J’étais donc à Glasgow, ce soir-là, avec mon maillot vert sur moi. Enfin, quand je dis à Glasgow, je veux bien sûr dire que je buvais les paroles de Thierry Roland qui me transportait au pays des monstres des lacs, cette Ecosse pluvieuse et coriace qui nous préparait la pire soirée de football de toute ma vie. Pourtant, tout avait si bien commencé ! Une belle finale de coupe d’Europe à venir et 2 belles équipes. D’un côté, le Bayern de Munich du légendaire Franz Beckenbauer et du redoutable Gerd Müller, de l’autre Saint-Etienne avec le grand Curkovic dans les buts et l’Ange vert Dominique Rocheteau en pointe. Les Verts ne sont pas en finale par hasard. Ils ont éliminé en quart de finale les coriaces Soviétiques (redevenus Ukrainiens à la dissolution de l’URSS) du Dynamo Kiev qui avait remporté l’année précédente la « coupe d’Europe des vainqueurs de coupe » grâce à leurs 2 stars Oleg Blokhine et Igor Belanov, les 2 joueurs ayant remporté le ballon d’or, et en demi-finale les talentueux Hollandais du PSV Eindhoven qui remporteront la coupe de l’UEFA 2 ans plus tard. C’est donc peu dire que Saint Etienne mérite largement sa place en finale et qu’elle n’est pas due au hasard ni à une quelconque chance. Cette fois, c’est la bonne. Toute la France, tous les Français, qu’ils soient Stéphanois, Parisiens, Marseillais, Bretons, Alsaciens, du Sud, du Nord, toute la France est derrière les Verts et tout le monde y croit ! Un club français va enfin, avec ses maigres moyens, remporter la plus prestigieuse des coupes d’Europe : la coupe d’Europe des clubs champions, l’ancêtre de la Champion League.

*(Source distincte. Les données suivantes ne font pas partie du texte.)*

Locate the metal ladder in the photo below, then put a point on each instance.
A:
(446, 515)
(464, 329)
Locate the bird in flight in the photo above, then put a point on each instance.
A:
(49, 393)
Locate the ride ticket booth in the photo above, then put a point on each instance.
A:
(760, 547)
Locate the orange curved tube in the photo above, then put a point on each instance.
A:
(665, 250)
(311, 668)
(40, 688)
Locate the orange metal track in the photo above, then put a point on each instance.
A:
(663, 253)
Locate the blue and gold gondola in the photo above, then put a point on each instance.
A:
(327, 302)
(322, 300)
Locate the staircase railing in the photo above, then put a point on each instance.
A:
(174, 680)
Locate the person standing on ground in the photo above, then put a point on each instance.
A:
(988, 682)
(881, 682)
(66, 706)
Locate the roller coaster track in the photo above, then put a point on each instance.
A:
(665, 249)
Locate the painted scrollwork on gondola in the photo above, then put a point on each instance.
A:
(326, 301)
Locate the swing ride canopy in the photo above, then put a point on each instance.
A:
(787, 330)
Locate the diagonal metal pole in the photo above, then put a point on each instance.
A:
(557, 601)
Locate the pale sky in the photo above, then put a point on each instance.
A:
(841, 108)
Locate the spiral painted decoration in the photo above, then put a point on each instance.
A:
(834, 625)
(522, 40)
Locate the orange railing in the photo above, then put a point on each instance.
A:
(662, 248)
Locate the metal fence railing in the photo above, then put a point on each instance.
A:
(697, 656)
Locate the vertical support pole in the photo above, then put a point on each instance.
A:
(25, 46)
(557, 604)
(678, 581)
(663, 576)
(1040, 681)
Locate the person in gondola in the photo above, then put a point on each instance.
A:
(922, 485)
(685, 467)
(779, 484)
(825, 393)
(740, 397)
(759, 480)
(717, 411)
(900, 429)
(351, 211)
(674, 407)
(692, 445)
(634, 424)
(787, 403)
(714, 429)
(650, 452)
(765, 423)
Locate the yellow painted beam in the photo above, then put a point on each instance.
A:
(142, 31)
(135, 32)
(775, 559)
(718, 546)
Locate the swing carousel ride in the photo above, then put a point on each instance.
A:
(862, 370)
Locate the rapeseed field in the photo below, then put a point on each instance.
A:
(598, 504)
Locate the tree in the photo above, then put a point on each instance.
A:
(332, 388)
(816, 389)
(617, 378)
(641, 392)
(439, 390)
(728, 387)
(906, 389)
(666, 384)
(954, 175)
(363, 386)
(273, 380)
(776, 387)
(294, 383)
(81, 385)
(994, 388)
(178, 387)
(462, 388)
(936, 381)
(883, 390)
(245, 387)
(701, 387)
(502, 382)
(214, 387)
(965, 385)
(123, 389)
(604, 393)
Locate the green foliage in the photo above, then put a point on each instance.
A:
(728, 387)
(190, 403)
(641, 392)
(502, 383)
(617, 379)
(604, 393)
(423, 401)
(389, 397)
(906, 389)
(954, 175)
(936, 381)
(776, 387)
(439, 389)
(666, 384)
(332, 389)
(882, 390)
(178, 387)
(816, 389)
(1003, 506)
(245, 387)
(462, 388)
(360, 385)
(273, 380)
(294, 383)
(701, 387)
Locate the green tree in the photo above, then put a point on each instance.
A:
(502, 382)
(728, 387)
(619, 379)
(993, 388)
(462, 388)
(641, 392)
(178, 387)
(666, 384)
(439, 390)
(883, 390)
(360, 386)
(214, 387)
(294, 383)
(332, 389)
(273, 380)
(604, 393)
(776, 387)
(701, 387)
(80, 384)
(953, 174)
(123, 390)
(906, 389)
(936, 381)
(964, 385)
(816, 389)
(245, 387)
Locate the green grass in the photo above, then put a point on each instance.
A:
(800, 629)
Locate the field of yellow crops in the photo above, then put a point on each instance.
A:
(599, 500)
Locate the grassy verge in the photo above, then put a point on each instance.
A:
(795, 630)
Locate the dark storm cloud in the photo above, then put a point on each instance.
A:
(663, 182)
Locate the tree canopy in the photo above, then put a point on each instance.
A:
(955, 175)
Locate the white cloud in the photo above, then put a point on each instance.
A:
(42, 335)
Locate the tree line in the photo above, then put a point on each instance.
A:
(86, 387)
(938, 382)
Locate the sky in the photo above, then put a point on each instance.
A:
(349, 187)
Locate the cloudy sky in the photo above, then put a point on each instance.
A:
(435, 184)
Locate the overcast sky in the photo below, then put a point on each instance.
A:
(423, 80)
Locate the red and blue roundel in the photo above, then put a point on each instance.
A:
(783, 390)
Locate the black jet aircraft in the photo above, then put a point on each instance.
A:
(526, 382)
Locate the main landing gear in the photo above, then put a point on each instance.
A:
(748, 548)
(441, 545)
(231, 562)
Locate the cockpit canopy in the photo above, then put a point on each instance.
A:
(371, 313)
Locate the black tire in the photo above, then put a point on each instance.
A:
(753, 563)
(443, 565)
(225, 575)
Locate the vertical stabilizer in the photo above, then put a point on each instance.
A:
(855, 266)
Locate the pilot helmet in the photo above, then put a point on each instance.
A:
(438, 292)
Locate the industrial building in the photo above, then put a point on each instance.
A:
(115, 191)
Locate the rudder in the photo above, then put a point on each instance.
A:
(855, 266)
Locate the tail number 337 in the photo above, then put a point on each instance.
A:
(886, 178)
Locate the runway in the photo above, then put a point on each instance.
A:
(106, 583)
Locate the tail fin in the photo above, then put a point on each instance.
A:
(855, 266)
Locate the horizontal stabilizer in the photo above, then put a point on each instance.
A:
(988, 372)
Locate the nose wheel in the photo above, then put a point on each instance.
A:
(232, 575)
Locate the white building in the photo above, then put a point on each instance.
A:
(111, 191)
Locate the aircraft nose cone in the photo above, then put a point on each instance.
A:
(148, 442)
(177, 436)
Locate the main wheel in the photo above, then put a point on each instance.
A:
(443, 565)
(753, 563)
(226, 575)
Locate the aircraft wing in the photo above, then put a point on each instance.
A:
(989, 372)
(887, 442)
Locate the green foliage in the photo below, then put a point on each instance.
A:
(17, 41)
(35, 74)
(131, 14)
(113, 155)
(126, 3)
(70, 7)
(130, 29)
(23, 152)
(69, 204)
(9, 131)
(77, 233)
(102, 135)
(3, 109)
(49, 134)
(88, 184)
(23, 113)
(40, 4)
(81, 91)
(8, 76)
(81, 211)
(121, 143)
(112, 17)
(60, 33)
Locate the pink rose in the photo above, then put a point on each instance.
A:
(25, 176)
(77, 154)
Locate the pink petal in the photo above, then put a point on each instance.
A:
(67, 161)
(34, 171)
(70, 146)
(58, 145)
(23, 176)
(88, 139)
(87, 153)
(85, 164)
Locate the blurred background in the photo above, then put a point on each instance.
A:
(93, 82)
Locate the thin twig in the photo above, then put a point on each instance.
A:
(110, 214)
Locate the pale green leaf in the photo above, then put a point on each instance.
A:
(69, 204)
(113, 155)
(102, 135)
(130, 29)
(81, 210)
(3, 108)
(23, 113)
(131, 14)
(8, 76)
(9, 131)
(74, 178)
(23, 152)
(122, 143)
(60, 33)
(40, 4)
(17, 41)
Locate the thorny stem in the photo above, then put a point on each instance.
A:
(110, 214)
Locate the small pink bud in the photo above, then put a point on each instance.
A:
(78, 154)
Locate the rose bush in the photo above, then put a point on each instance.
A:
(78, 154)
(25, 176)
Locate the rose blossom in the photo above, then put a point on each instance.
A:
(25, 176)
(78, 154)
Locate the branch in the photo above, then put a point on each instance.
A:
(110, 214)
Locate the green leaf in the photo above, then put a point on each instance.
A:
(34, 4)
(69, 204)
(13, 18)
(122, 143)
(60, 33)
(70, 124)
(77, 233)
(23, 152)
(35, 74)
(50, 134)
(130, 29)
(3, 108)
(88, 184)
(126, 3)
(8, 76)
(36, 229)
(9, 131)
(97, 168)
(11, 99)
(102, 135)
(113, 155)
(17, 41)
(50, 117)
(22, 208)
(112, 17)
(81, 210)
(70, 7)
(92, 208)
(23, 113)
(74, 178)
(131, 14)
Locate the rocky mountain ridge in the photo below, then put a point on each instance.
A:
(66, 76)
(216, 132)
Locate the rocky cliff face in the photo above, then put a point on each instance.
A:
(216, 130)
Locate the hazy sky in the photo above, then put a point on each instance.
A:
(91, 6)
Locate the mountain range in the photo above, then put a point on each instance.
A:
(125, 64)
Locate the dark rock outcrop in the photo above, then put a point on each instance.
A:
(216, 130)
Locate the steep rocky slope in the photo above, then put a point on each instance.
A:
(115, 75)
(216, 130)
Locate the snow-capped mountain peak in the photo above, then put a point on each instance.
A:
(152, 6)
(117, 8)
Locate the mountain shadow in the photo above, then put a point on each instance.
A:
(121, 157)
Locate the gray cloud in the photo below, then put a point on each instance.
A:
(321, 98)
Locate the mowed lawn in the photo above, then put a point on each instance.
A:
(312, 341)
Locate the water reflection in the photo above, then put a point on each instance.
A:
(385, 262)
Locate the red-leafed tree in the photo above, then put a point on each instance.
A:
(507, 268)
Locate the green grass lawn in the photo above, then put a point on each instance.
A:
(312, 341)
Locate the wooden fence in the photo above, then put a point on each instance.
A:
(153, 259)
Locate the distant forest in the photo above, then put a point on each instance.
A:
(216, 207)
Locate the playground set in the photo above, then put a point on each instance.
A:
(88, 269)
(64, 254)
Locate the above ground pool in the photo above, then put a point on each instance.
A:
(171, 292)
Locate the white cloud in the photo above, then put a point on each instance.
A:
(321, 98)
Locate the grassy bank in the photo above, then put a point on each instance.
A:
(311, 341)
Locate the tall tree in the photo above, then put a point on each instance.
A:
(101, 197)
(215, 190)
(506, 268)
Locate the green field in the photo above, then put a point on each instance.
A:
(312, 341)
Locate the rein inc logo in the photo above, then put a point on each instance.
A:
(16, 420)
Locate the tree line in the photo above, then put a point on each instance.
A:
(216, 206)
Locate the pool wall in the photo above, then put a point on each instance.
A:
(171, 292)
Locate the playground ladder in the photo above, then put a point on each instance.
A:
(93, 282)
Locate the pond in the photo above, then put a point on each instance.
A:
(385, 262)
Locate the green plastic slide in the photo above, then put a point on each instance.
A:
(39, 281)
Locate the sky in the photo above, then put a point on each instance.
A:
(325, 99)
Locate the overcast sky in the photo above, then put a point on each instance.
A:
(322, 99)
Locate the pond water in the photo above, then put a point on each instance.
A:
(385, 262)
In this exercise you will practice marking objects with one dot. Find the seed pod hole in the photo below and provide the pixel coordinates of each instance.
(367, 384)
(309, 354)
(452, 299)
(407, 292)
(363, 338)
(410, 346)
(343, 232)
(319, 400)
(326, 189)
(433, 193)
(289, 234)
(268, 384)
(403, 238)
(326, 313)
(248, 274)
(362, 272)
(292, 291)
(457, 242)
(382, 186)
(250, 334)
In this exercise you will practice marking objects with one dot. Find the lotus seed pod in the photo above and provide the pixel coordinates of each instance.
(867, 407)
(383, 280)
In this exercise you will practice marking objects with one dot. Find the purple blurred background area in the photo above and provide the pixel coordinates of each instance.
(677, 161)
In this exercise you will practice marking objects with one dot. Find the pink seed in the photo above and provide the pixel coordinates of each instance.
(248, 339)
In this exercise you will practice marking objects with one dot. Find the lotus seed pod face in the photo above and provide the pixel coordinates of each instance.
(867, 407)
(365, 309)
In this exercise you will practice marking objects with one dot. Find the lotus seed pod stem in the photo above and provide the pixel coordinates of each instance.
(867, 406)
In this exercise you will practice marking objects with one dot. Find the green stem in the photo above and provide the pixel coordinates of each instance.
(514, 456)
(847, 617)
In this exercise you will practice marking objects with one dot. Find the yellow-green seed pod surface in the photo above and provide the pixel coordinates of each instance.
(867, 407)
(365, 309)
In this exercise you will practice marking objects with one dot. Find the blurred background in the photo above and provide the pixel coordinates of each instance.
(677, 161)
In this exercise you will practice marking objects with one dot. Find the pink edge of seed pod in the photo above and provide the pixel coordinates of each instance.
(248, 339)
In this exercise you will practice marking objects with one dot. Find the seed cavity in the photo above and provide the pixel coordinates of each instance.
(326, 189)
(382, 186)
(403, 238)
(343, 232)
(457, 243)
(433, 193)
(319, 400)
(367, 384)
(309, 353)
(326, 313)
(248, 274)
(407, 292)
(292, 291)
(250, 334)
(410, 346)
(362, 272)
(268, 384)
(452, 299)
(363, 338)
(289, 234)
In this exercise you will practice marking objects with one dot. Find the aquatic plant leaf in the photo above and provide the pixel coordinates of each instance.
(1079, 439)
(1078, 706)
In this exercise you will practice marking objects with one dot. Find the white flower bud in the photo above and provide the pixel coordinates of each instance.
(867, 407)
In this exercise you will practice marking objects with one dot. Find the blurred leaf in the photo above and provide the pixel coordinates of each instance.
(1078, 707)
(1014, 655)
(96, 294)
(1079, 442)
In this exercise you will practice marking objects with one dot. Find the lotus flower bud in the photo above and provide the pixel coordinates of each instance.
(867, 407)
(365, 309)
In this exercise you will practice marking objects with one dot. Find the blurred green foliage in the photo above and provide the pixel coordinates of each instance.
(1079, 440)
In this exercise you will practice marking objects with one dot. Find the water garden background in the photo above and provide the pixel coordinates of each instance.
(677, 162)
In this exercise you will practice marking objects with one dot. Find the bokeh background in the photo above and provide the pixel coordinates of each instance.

Une équipe de rêve pour Saint-Etienne, avec tous ces noms qui résonnent encore en écho dans mon cœur et au fond de ma tête les soirs où je n’ai pas le moral. Qu’êtes-vous devenus, Ivan Curkovic et ses claquettes extraterrestres, Gérard Janvion et son tacle en béton, l’infranchissable Pierre Repellini, la hargne d’Osvaldo Piazza, Christian Lopez et sa moustache culte, Dominique Bathenay et ses tirs à 35 mètres, les 2 frangins Patrick et Hervé Revelli, Jean-Michel Larqué et son pied gauche magique, l’infatigable Jacques Santini, Christian Sarramagna le renard des surfaces, le fougueux ange vert Dominique Rocheteau, Jean Castaneda impeccable goal remplaçant mais titulaire dans nos cœurs, Robert Herbin l’entraîneur aux cheveux carotte, qu’êtes-vous devenus ?

On a tous des poteaux carrés dans la tête, des excuses, des prétextes, tout un tas de mauvaises raisons pour ne pas faire quelque chose, pour trouver des justificatifs à nos échecs. On appelle ça aussi la chance, le hasard, la destinée. Si on se focalise sur ces poteaux carrés, alors le ballon de notre vie rebondira sans cesse contre eux, sans jamais marquer un but. Pourtant, on peut tous changer les choses, changer en nous, si on oublie que les poteaux sont carrés, on sera le maître du monde. Je vous remercie pour votre attention, c’était Jean-Pascal Maldoff.